On entend souvent dire que la baisse des prix est une bonne nouvelle, car elle rend le marché plus accessible aux acheteurs et aurait tendance à fluidifier le nombre de transactions à partir du moment, bien sûr, où les vendeurs ont intégré la baisse des prix. Mais pour Sébastien de Lafond, président de Meilleurs Agents, « ce postulat ne s’adresse qu’aux acheteurs, et même plus précisément aux acquéreurs qui n’ont pas besoin de vendre un bien pour acheter. Aujourd’hui, le véritable enjeu est d’avoir un marché gagnant-gagnant pour tous, acheteur comme vendeur. C’est-à-dire un marché où les acheteurs et vendeurs parviennent à acquérir et céder des biens dans des conditions satisfaisantes. »

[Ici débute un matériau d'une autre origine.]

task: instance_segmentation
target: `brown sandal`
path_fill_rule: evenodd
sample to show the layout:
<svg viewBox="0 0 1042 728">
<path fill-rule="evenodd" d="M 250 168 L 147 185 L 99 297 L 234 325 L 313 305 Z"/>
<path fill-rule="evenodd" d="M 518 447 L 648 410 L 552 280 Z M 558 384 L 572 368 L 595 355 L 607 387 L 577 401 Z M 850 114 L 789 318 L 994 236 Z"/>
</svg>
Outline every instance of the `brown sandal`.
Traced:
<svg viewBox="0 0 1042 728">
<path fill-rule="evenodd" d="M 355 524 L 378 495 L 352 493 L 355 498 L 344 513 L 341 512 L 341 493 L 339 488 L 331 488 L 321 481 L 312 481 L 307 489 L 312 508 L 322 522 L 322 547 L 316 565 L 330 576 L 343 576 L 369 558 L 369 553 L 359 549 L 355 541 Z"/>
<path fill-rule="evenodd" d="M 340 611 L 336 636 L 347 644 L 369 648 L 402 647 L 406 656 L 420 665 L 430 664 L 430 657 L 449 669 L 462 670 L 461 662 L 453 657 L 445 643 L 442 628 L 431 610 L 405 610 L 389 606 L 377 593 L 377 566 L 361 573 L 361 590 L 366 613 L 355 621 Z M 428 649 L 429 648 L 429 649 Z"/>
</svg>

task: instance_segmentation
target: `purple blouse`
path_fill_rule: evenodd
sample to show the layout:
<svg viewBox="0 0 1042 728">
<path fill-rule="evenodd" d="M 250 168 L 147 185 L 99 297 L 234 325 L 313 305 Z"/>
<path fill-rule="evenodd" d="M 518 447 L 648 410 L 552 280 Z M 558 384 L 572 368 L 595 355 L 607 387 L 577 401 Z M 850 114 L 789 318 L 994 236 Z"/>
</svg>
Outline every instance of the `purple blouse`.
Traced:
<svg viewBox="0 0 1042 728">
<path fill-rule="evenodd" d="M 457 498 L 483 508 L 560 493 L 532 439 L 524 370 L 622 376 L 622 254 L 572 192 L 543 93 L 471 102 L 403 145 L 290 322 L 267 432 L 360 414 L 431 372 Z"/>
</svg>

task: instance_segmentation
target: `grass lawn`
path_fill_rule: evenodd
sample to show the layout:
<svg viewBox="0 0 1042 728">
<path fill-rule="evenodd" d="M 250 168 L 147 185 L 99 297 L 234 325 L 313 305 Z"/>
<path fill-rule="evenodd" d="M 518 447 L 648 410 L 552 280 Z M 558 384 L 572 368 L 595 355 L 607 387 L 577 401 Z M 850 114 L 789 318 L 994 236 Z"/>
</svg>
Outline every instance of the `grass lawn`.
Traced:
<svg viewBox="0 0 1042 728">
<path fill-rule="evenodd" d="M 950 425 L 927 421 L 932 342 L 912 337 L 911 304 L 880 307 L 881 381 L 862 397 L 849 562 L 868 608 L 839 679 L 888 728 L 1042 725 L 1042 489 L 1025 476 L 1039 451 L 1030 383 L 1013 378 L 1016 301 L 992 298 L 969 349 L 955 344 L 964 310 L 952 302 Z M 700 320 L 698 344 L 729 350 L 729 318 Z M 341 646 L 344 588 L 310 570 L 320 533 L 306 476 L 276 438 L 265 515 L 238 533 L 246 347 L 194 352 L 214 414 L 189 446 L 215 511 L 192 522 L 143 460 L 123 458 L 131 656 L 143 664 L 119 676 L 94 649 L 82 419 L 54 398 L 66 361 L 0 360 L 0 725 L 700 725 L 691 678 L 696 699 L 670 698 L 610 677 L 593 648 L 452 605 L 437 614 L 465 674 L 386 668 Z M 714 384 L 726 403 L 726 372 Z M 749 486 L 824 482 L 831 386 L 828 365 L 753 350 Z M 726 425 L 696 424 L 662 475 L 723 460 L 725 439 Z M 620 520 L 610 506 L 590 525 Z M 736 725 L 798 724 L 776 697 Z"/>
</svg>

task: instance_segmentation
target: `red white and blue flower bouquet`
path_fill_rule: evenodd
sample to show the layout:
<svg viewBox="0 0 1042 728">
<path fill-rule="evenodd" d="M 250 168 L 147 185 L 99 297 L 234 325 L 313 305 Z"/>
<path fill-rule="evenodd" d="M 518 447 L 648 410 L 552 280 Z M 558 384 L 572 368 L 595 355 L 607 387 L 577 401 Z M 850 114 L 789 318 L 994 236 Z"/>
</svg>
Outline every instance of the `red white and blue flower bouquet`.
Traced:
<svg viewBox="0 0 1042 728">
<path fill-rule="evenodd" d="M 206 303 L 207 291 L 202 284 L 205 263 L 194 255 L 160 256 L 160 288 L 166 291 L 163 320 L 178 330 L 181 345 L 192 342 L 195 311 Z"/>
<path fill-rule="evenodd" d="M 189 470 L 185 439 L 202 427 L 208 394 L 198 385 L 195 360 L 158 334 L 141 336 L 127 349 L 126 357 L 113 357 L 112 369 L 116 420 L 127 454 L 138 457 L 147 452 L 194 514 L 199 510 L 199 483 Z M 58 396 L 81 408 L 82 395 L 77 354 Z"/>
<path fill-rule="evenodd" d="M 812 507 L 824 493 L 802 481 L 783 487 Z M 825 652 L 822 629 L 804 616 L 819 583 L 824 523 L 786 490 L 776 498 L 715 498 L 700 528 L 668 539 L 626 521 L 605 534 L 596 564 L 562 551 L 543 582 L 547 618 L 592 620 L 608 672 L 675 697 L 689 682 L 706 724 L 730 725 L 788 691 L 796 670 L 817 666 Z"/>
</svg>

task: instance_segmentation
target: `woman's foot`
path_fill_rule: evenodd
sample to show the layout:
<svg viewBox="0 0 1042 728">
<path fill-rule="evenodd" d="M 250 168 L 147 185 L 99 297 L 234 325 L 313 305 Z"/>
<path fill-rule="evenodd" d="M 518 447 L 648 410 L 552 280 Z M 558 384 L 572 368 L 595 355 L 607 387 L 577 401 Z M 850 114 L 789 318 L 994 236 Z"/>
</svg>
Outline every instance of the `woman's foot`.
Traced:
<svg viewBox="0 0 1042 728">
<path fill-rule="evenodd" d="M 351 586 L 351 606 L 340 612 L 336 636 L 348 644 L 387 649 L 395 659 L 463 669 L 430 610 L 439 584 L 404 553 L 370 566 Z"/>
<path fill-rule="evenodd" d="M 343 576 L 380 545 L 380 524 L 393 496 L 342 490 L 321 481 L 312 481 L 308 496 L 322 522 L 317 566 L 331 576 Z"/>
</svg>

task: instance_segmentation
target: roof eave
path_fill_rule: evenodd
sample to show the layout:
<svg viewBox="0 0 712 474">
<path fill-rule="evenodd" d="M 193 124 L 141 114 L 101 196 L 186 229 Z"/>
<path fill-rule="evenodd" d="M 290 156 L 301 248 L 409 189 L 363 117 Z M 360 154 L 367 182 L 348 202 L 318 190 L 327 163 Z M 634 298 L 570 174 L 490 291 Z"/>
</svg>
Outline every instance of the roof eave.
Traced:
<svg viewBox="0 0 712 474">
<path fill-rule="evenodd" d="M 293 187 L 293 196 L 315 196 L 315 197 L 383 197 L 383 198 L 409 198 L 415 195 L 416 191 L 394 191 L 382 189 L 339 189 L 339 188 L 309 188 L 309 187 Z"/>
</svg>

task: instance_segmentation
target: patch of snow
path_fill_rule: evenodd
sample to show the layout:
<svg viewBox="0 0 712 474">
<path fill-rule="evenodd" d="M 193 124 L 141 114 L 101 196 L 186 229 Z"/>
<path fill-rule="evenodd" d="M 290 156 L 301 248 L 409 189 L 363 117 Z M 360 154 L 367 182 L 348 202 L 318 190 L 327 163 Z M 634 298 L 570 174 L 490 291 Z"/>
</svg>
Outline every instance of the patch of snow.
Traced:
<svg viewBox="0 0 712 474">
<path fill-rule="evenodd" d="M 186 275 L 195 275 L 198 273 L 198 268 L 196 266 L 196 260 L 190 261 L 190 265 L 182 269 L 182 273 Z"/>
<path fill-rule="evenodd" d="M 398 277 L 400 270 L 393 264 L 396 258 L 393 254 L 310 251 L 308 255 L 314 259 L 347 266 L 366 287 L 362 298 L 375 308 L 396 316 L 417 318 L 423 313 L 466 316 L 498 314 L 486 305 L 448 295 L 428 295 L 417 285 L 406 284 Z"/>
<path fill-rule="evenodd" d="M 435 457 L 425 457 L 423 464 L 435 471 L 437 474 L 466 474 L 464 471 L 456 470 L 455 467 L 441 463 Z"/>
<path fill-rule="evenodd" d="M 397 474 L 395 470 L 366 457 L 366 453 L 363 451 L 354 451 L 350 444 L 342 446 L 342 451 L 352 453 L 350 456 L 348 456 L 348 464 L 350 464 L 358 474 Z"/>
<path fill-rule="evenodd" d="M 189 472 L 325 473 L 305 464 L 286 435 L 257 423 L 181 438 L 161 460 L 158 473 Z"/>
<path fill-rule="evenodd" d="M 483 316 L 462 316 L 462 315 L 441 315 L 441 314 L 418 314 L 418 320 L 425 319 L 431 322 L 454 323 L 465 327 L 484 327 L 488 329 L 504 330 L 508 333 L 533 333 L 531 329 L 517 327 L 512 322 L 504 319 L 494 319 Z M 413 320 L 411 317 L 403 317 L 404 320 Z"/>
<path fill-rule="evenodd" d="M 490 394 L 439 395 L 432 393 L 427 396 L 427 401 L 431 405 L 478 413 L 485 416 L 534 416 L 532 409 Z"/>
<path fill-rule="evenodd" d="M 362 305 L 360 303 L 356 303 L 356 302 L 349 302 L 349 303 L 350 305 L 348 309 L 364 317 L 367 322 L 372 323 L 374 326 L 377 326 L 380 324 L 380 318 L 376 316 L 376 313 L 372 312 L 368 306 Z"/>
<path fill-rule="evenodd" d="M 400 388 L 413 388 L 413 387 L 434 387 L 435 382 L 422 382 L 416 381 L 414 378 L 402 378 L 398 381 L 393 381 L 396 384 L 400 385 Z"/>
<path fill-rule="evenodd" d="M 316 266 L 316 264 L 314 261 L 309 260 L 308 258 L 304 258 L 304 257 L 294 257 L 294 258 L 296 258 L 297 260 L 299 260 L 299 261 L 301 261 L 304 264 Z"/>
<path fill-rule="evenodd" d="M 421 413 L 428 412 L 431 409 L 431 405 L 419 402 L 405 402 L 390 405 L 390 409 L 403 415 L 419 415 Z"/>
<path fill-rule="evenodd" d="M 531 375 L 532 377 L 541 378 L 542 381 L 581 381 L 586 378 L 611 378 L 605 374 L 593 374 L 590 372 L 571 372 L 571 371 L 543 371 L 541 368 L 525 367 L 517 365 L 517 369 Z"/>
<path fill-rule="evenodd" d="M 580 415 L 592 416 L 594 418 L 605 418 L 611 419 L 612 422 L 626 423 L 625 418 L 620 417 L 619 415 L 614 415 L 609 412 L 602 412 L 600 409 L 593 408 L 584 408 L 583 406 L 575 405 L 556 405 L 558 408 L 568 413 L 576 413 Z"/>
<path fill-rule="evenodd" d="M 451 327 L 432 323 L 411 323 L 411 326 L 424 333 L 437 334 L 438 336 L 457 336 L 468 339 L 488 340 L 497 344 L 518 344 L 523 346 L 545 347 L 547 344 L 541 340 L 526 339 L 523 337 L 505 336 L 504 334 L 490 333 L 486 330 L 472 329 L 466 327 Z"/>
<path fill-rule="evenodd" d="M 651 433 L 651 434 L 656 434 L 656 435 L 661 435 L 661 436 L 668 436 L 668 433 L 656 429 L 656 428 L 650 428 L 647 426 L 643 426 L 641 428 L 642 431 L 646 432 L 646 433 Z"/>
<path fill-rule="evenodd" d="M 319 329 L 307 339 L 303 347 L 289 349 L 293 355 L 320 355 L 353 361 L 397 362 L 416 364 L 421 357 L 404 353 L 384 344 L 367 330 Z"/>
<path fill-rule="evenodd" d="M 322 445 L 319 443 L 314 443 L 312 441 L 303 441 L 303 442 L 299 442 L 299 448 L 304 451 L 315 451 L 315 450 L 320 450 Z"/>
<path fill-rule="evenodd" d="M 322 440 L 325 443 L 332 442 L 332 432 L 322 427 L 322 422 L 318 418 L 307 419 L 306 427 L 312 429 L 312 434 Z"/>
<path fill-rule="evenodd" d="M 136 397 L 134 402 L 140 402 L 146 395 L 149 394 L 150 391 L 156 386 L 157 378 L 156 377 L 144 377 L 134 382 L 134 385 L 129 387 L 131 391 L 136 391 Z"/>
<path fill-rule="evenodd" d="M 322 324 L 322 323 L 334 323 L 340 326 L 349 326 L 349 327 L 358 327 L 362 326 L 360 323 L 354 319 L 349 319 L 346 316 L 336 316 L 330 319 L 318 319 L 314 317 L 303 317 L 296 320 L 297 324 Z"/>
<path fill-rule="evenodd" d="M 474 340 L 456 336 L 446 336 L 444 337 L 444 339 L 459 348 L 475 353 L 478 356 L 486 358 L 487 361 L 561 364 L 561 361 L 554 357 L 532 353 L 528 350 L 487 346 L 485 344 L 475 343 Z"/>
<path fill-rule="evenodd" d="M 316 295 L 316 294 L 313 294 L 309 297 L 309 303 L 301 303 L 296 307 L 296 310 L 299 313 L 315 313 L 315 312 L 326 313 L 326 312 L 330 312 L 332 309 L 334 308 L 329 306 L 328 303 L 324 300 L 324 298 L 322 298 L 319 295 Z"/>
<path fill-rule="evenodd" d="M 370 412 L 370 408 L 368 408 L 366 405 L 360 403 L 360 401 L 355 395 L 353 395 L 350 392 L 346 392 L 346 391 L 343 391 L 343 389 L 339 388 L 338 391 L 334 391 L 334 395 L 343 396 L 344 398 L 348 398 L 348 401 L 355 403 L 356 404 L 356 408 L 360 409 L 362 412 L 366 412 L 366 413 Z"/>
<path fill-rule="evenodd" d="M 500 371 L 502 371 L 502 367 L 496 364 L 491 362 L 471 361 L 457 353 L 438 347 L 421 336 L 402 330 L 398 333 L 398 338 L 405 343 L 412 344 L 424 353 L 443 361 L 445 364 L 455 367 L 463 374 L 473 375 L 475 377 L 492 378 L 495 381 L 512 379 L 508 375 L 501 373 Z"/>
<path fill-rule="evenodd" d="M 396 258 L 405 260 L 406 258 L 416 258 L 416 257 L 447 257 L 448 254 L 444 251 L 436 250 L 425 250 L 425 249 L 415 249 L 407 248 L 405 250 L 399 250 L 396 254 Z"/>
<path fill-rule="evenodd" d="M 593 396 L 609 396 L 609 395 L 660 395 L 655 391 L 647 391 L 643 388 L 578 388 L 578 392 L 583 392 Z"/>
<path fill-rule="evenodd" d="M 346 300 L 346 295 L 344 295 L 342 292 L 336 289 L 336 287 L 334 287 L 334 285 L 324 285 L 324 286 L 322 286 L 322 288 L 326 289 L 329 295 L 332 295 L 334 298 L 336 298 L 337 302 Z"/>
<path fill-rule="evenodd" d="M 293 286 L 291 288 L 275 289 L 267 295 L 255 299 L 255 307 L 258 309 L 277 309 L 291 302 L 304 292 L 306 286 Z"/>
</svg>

Pour savoir si le marché permet à chaque partie de réaliser une transaction, l’équipe du site web immobilier a établi un nouvel outil, le « carnet de santé immobilière » des 10 premières villes de France. Pour diagnostiquer l’état du marché, trois éléments ont été analysés dans chaque ville : le délai de transaction (est-il dans la moyenne ?), l’équilibre entre l’offre et la demande (il faut 2 à 3 fois plus d’acheteurs actifs que de vendeurs pour qu’un marché soit fluide) et enfin, l’accessibilité du marché (quelle est la part des ménages ayant les moyens d’acheter un 60 m² dans leur ville ?). Selon les résultats de Meilleurs Agents, seulement deux villes disposent d’un marché immobilier en bonne santé, Nantes et Strasbourg.